Settings & LLM Configuration
File Palaces routes all LLM calls through LiteLLM, which means you can swap providers without changing any code. This page covers every setting available in the Settings modal.
Opening Settings
- Click the gear icon in the top-right of the app toolbar, or
- Press
Ctrl+,(Windows/Linux) /Cmd+,(macOS)
LLM Provider
Ollama (recommended for local use)
Ollama runs models entirely on your machine — no API key, no internet connection required.
Setup:
- Install Ollama from ollama.com
- Pull a model:
ollama pull llama3.2 # or for a smaller model: ollama pull qwen2.5:3b - In File Palaces Settings, set Provider to
ollama - Set Model to the model name you pulled (e.g.
llama3.2) - Leave Base URL blank (defaults to
http://localhost:11434)
If Ollama is not installed, File Palaces shows an Ollama Setup Wizard on first launch that guides you through installation and model selection. You can also trigger it from Settings → Provider → Ollama → Launch Setup Wizard.
Recommended models by use case:
| Use case | Model |
|---|---|
| Fast answers, low RAM | qwen2.5:3b, phi4-mini |
| Balanced (8 GB+ RAM) | llama3.2, mistral |
| Best quality (16 GB+ RAM) | llama3.1:70b, qwen2.5:72b |
| Code-heavy documents | qwen2.5-coder, deepseek-coder-v2 |
OpenAI
- Set Provider to
openai - Set Model to your preferred model, e.g.
gpt-4o,gpt-4o-mini,o3-mini - Enter your API Key (stored locally in
config.json, never sent to File Palaces servers)
Anthropic
- Set Provider to
anthropic - Set Model to e.g.
claude-sonnet-4-5,claude-haiku-4-5,claude-opus-4 - Enter your API Key
OpenAI-compatible (Custom endpoint)
Use this for any server that implements the OpenAI chat completions API — LM Studio, Together AI, Groq, a local vLLM instance, etc.
- Set Provider to
openai-compat - Set Base URL to your server's base URL, e.g.

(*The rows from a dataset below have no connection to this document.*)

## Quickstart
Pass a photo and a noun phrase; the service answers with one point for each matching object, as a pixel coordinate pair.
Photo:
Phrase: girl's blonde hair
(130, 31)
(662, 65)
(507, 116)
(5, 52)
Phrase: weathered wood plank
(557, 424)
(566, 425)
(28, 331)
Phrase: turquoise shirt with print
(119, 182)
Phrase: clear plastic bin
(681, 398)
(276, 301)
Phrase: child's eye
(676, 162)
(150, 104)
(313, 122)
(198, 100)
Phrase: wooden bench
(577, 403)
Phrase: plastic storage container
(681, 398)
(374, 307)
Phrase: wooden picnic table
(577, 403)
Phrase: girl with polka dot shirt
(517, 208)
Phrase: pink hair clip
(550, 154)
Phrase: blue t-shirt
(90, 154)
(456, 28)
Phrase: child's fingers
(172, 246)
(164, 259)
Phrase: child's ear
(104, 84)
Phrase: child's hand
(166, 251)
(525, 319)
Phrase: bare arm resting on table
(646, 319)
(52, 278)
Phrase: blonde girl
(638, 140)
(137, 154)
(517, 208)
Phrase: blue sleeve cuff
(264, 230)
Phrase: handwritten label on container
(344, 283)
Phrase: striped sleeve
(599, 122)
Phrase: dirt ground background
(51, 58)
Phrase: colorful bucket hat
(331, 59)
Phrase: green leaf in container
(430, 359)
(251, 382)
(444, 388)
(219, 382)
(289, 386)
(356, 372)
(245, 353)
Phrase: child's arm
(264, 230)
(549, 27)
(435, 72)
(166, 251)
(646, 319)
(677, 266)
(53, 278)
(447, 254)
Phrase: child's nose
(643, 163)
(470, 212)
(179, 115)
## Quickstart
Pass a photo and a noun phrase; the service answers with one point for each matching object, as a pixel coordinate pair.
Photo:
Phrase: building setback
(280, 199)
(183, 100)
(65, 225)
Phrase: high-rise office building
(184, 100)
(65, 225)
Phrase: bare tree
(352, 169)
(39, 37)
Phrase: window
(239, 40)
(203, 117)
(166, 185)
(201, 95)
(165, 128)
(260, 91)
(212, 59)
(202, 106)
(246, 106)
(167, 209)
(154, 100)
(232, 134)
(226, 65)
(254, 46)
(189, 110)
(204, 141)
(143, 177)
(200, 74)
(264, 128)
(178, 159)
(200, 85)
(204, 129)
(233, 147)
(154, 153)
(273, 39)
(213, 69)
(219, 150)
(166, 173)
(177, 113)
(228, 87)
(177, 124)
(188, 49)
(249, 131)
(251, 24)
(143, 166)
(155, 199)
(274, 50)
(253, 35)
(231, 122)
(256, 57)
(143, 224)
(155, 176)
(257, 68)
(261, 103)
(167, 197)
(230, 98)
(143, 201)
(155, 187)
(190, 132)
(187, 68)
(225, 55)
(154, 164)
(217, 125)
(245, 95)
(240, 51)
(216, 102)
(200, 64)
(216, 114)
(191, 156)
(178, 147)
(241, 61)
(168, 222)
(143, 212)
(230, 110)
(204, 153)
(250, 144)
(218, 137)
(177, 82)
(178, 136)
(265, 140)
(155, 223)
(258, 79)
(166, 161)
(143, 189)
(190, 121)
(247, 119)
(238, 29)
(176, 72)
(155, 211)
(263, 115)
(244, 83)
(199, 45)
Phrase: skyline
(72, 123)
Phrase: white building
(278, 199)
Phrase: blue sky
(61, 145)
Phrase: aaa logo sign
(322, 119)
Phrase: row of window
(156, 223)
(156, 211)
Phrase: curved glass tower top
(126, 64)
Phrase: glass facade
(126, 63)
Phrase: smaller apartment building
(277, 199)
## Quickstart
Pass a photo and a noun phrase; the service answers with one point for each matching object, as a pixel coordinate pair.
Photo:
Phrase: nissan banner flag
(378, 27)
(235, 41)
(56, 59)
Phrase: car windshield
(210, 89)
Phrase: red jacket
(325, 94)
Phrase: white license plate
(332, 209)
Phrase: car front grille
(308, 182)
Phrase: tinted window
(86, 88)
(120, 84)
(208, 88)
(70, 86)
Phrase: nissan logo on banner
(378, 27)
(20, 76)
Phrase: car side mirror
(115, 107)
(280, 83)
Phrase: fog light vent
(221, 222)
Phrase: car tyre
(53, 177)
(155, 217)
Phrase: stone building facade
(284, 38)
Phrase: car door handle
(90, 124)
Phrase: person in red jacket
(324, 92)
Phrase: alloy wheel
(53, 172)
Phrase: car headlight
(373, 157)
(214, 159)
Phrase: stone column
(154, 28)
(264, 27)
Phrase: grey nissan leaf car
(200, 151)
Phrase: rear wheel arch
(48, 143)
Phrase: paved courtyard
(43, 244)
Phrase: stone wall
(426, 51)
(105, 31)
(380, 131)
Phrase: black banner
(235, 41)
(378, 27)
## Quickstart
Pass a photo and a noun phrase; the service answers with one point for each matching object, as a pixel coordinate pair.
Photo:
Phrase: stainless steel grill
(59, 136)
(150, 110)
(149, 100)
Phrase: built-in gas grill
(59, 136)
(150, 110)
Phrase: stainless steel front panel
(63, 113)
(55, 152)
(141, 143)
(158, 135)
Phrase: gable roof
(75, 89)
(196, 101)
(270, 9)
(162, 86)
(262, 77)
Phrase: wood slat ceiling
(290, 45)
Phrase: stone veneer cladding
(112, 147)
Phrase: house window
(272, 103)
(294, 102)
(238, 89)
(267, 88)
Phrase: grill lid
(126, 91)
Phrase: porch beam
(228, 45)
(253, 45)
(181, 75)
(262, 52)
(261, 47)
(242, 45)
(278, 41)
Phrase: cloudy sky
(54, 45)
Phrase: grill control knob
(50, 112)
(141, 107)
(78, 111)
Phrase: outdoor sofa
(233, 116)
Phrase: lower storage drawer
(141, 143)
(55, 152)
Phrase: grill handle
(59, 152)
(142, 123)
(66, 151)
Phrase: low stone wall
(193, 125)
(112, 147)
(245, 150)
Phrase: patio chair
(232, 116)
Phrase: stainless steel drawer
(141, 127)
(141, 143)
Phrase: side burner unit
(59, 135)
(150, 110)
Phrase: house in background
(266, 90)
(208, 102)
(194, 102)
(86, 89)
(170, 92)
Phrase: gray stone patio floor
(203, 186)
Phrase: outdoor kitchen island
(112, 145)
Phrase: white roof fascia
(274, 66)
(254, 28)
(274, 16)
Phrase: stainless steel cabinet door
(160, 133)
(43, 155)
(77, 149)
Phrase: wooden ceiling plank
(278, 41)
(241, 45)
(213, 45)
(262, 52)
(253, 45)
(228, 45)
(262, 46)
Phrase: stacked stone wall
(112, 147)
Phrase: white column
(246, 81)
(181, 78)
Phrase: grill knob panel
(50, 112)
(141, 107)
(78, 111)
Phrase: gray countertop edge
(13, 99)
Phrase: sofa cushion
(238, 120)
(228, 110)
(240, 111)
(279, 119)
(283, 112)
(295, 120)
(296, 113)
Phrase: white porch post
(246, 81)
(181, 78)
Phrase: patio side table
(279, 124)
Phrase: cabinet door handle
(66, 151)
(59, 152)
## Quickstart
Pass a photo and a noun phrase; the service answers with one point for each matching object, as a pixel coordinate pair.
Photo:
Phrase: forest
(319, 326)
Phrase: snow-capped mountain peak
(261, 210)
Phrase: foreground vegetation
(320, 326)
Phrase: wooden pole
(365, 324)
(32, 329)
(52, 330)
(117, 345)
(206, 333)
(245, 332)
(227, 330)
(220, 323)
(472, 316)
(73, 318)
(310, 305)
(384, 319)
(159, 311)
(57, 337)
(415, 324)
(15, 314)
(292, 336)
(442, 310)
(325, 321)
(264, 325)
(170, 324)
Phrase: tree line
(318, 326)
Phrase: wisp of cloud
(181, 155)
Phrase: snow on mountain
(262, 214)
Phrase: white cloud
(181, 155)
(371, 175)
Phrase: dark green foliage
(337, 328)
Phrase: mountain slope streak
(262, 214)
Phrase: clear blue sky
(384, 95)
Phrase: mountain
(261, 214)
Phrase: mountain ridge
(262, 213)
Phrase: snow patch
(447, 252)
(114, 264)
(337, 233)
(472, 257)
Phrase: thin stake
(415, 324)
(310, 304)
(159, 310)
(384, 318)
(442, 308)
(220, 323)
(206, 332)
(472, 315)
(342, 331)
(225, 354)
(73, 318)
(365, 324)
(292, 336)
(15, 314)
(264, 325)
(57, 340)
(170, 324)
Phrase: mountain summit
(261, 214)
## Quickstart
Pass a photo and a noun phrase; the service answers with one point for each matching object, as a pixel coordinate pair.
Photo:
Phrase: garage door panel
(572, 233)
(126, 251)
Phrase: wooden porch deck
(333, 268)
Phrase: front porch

http://localhost:1234/v1 - Set Model to the model identifier expected by your server
- Enter an API Key if your server requires one (or any non-empty string if it doesn't)
Search settings
| Setting | Default | Description |
|---|---|---|
| Top-K | 8 | Number of chunks retrieved per query. Higher = more context but slower and more tokens used. |
| Similarity threshold | 0.3 | Minimum cosine similarity for a chunk to be included. Lower = more permissive. |
If answers are missing information you know is in your documents, try increasing Top-K to 12 or 16 and lowering the threshold to 0.2.
System prompt
The system prompt is prepended to every chat session. Use it to:
- Set the tone or persona ("You are a concise legal analyst…")
- Restrict the response format ("Always reply in bullet points")
- Add domain-specific context ("The documents are internal engineering RFCs")
The default system prompt instructs the LLM to cite sources and stay grounded in the retrieved context.
Config file
All settings are persisted to config.json in the platform app data directory:
| Platform | Path |
|---|---|
| Windows | %APPDATA%\File Palaces\config.json |
| macOS | ~/Library/Application Support/FilePalaces/config.json |
| Linux | ~/.local/share/FilePalaces/config.json |
You can edit this file directly; the sidecar reads it on startup. Do not commit this file to version control — it may contain API keys.